Gagasan tersebut disampaikan Maruarar saat menghadiri kegiatan di Lampung Selatan, Kamis. Menurutnya, langkah itu menjadi bagian dari upaya menjaga keseimbangan antara pembangunan perumahan dan kelestarian lingkungan.
“Kami mengapresiasi Real Estate Indonesia (REI) yang sudah ada komitmen untuk mendukung program pemerintah yang berkaitan tentang lingkungan, melalui gerakan penanaman satu juta pohon,” ujar Maruarar.
Pemerintah, kata dia, tengah menyiapkan kebijakan yang mewajibkan setiap pengembang menanam pohon di area depan rumah, baik untuk rumah subsidi maupun perumahan komersial. Aturan tersebut diharapkan mampu memperluas gerakan penghijauan secara masif di berbagai daerah.
“Kami sedang pikirkan dan persiapkan kebijakan setiap rumah baik itu komersial maupun subsidi harus ditanam di depannya oleh pengembang satu sampai dua pohon,” katanya.
Maruarar menjelaskan, program tersebut berpotensi memberikan dampak besar terhadap lingkungan. Dengan kuota pembangunan rumah subsidi yang mencapai ratusan ribu unit setiap tahun, jumlah pohon yang ditanam pun bisa meningkat signifikan.
“Bila dihitung dari rumah subsidi satu tahun kuotanya 350 ribu unit, bila satu rumah tertanam satu pohon maka bisa 350 ribu pohon,” ucap dia.
Ia menambahkan, konsep pembangunan berwawasan lingkungan juga mulai diterapkan di Taman Kehati Lampung melalui pendekatan kearifan lokal Repong. Konsep tersebut tidak hanya berfokus pada penanaman pohon, tetapi juga menjaga habitat alami bagi berbagai jenis satwa.

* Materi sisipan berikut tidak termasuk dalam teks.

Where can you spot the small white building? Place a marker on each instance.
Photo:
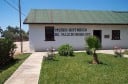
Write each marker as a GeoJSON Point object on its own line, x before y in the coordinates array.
{"type": "Point", "coordinates": [53, 28]}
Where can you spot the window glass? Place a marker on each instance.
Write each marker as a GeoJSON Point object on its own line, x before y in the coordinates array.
{"type": "Point", "coordinates": [49, 33]}
{"type": "Point", "coordinates": [115, 34]}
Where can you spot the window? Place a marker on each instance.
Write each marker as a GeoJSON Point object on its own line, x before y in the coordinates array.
{"type": "Point", "coordinates": [115, 34]}
{"type": "Point", "coordinates": [49, 34]}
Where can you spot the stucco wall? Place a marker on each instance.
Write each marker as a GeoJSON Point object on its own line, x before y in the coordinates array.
{"type": "Point", "coordinates": [38, 43]}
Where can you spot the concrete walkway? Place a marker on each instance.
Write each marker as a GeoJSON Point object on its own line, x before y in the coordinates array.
{"type": "Point", "coordinates": [29, 71]}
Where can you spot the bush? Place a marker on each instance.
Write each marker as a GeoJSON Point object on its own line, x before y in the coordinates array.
{"type": "Point", "coordinates": [7, 50]}
{"type": "Point", "coordinates": [66, 50]}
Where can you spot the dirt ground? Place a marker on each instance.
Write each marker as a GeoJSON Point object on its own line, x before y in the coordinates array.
{"type": "Point", "coordinates": [26, 48]}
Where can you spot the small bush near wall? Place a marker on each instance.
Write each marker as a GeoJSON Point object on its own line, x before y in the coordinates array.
{"type": "Point", "coordinates": [7, 50]}
{"type": "Point", "coordinates": [65, 50]}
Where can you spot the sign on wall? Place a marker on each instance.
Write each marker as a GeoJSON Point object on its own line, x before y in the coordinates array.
{"type": "Point", "coordinates": [71, 32]}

“Jadi itu nanti akan masif tertanam pohon-pohon, kalau setiap rumah bisa menanam pohon. Belum lagi ada sejarah dari masyarakat Lampung sendiri untuk melakukan penghijauan. Jadi di sini bukan hanya pohonnya tapi nanti hewan-hewan bisa ada di sini,” ujarnya.
Kebijakan tersebut diharapkan menjadi langkah konkret pemerintah dalam memperkuat pembangunan hijau sekaligus meningkatkan kualitas lingkungan di kawasan permukiman Indonesia.